A court prevents joint custody of a dog to avoid “problems” between a woman and her ex-boyfriend

The Court of First Instance number 7 of Pamplona has issued a surprising resolution regarding the custody of a dog, choosing to grant this custody exclusively to its owner in order to avoid “future problems” between her and her ex-boyfriend. The ruling also states that shared custody could also have harmful consequences for the animal itself.

The sentence, which has been echoed by Diario de Noticias de Navarra, has to do with the situation of a dog, born in July 2019 and adopted two months later, once the owners who took him in decided to separate, in October 2021, two years after adopting him.

Once this young couple, residing in the Pamplona conurbation, ended their relationship, custody of the dog became a cause of dispute. The pet stayed with her owner after the breakup was completed, since she was the administrative owner of the animal and had always lived in her home, along with the woman’s parents.

However, after some time, the man requested custody or shared possession of the animal in court, since, according to his complaint, a point had reached where the woman did not allow him to visit the dog. This is where the litigation began. Rafael Ruiz de la Cuesta, the judge who was in charge of the case, has agreed with the woman, since in his opinion shared custody would not benefit the couple in any way.

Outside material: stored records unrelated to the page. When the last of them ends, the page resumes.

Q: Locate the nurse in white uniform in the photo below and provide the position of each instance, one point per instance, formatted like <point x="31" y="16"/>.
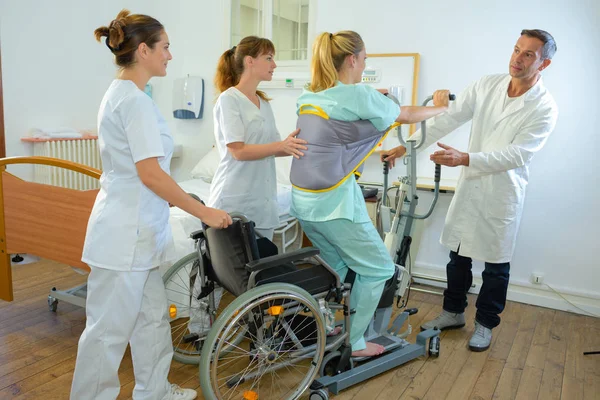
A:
<point x="247" y="137"/>
<point x="128" y="235"/>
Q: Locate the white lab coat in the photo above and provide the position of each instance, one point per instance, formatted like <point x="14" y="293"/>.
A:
<point x="249" y="187"/>
<point x="484" y="215"/>
<point x="128" y="229"/>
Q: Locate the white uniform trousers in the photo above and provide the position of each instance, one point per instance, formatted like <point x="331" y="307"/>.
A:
<point x="123" y="307"/>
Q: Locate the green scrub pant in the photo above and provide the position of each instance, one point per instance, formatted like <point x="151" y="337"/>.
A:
<point x="357" y="246"/>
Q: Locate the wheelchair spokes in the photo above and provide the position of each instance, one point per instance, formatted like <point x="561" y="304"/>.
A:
<point x="281" y="350"/>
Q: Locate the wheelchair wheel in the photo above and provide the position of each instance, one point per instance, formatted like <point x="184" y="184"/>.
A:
<point x="282" y="350"/>
<point x="189" y="317"/>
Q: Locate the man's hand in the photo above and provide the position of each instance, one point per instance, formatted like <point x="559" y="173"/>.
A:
<point x="391" y="155"/>
<point x="449" y="157"/>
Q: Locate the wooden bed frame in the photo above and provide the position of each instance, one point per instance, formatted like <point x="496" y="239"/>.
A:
<point x="43" y="220"/>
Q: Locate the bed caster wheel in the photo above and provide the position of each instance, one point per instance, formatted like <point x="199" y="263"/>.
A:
<point x="434" y="347"/>
<point x="330" y="363"/>
<point x="320" y="394"/>
<point x="52" y="303"/>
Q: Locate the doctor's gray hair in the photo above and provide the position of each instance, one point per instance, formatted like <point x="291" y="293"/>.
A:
<point x="126" y="32"/>
<point x="549" y="44"/>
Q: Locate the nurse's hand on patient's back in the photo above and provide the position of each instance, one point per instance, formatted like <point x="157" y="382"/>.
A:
<point x="292" y="146"/>
<point x="216" y="218"/>
<point x="391" y="155"/>
<point x="441" y="98"/>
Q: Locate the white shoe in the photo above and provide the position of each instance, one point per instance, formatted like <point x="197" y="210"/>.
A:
<point x="481" y="339"/>
<point x="178" y="393"/>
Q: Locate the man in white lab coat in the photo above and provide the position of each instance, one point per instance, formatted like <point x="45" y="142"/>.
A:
<point x="512" y="116"/>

“Once the relationship is broken, it is estimated that it would be of no benefit to both members of the former couple to maintain any type of bond. The disaffection between them is understood to be total at this time. They are very young and each one has to project (or follow projecting his own life into the future regardless of the other,” states the sentence, published by Diario de Noticias.

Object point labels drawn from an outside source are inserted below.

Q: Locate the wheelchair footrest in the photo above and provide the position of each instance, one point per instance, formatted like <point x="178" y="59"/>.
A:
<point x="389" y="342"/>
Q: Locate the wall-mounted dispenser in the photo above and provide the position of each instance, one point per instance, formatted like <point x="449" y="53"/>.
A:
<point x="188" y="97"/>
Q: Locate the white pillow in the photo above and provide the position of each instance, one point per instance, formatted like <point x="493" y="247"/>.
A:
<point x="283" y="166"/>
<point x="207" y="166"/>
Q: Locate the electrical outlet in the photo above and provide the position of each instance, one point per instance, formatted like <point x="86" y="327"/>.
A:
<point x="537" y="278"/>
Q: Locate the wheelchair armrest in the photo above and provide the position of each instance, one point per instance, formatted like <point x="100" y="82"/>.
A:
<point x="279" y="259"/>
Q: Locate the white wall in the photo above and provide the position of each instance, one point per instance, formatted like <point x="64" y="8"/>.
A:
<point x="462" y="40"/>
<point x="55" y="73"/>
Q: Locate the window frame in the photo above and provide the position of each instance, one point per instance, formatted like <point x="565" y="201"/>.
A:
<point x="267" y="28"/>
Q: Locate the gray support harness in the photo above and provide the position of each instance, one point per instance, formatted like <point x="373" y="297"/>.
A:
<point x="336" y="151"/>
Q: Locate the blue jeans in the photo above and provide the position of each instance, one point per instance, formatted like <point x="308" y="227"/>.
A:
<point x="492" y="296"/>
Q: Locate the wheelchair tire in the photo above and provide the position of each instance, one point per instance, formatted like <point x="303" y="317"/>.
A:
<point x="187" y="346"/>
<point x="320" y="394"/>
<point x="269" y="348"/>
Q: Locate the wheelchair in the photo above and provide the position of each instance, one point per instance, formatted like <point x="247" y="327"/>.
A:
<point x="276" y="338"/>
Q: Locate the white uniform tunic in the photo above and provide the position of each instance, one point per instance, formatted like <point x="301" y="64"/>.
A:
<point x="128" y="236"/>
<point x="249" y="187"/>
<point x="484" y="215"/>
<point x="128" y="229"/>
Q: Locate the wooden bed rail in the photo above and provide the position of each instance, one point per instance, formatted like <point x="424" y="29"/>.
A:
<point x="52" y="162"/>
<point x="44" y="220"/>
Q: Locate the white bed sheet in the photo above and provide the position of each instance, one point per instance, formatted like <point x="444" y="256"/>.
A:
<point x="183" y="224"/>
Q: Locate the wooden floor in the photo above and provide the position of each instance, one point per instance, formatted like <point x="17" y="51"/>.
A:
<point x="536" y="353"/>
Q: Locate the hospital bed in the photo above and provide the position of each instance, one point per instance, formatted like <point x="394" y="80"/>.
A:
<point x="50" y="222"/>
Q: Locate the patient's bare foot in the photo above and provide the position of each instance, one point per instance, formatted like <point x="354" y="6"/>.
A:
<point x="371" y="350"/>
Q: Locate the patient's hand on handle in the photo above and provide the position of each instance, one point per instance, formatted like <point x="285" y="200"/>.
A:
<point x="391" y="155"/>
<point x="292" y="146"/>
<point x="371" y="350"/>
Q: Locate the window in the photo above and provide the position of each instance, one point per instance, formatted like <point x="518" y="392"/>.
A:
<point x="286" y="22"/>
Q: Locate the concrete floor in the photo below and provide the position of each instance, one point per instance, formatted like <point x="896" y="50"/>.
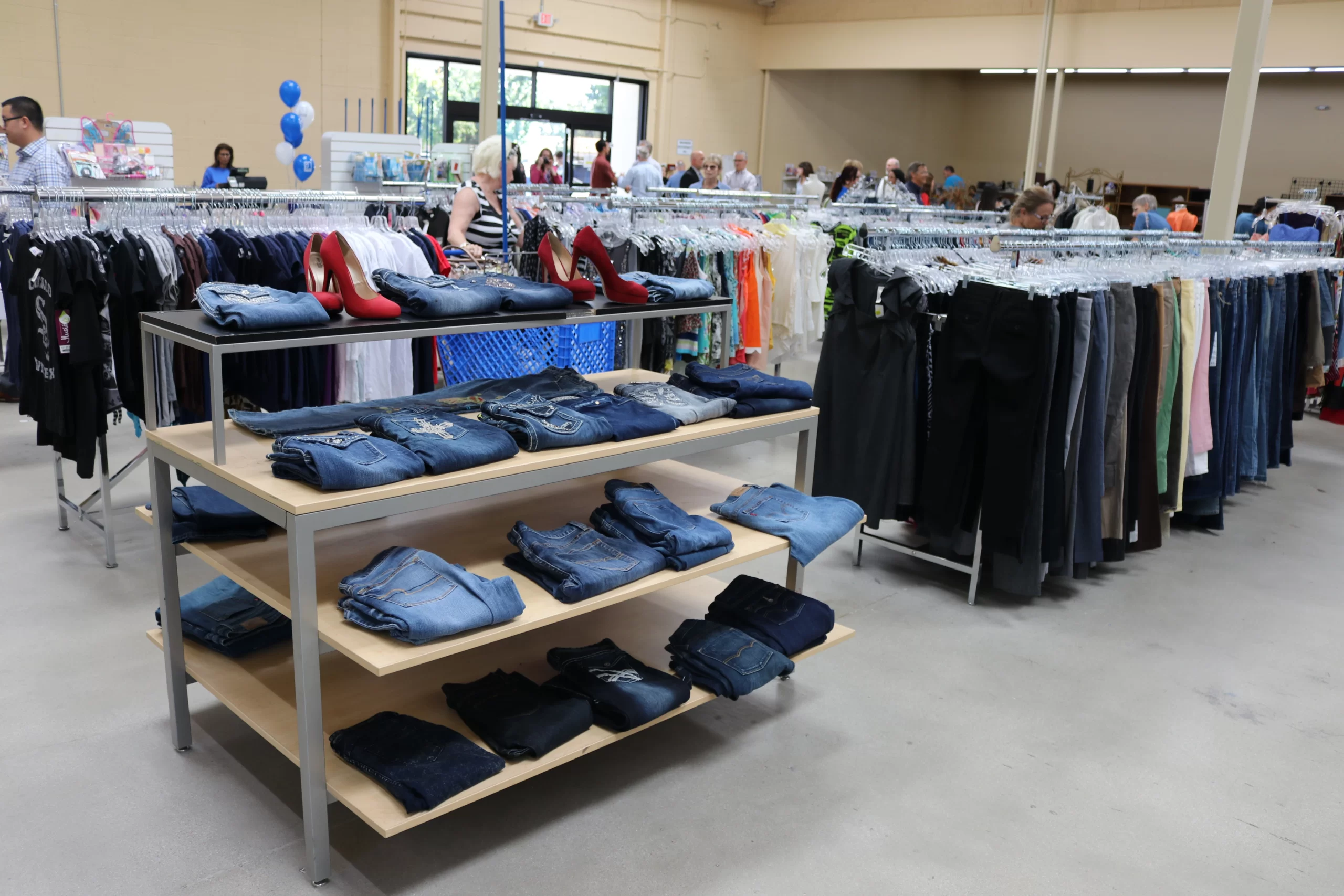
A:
<point x="1172" y="726"/>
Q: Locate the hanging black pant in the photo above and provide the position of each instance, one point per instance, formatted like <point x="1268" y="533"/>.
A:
<point x="987" y="399"/>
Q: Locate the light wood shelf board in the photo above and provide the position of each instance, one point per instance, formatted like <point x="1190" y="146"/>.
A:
<point x="260" y="690"/>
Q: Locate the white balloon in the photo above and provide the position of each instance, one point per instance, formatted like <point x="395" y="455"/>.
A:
<point x="306" y="113"/>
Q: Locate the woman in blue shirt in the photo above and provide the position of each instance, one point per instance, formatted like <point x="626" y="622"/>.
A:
<point x="218" y="174"/>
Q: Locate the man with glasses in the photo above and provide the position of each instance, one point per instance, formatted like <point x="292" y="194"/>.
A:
<point x="38" y="164"/>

In this sense, the judge points out that maintaining “a bond” for the next few years “would end up being a source of future problems,” alluding to the fact that some unpleasant episodes had already occurred between these people.

The magistrate also puts three other arguments on the table. According to him, by the time the couple sent a burofax stating that he wanted to share custody of the animal, more than a year had already passed during which he did not see the animal regularly. “By then a situation was consolidated in which the relationship focused and focused on the ex-girlfriend,” he says.

Likewise, the judge indicates that initiating shared custody and resuming “the bond” between the former couple would be detrimental to the animal itself.

Finally, the sentence highlights that the former owner of the animal has acquired a new pet, something that would have served to “ease the emptiness and pain” of not seeing his old pet.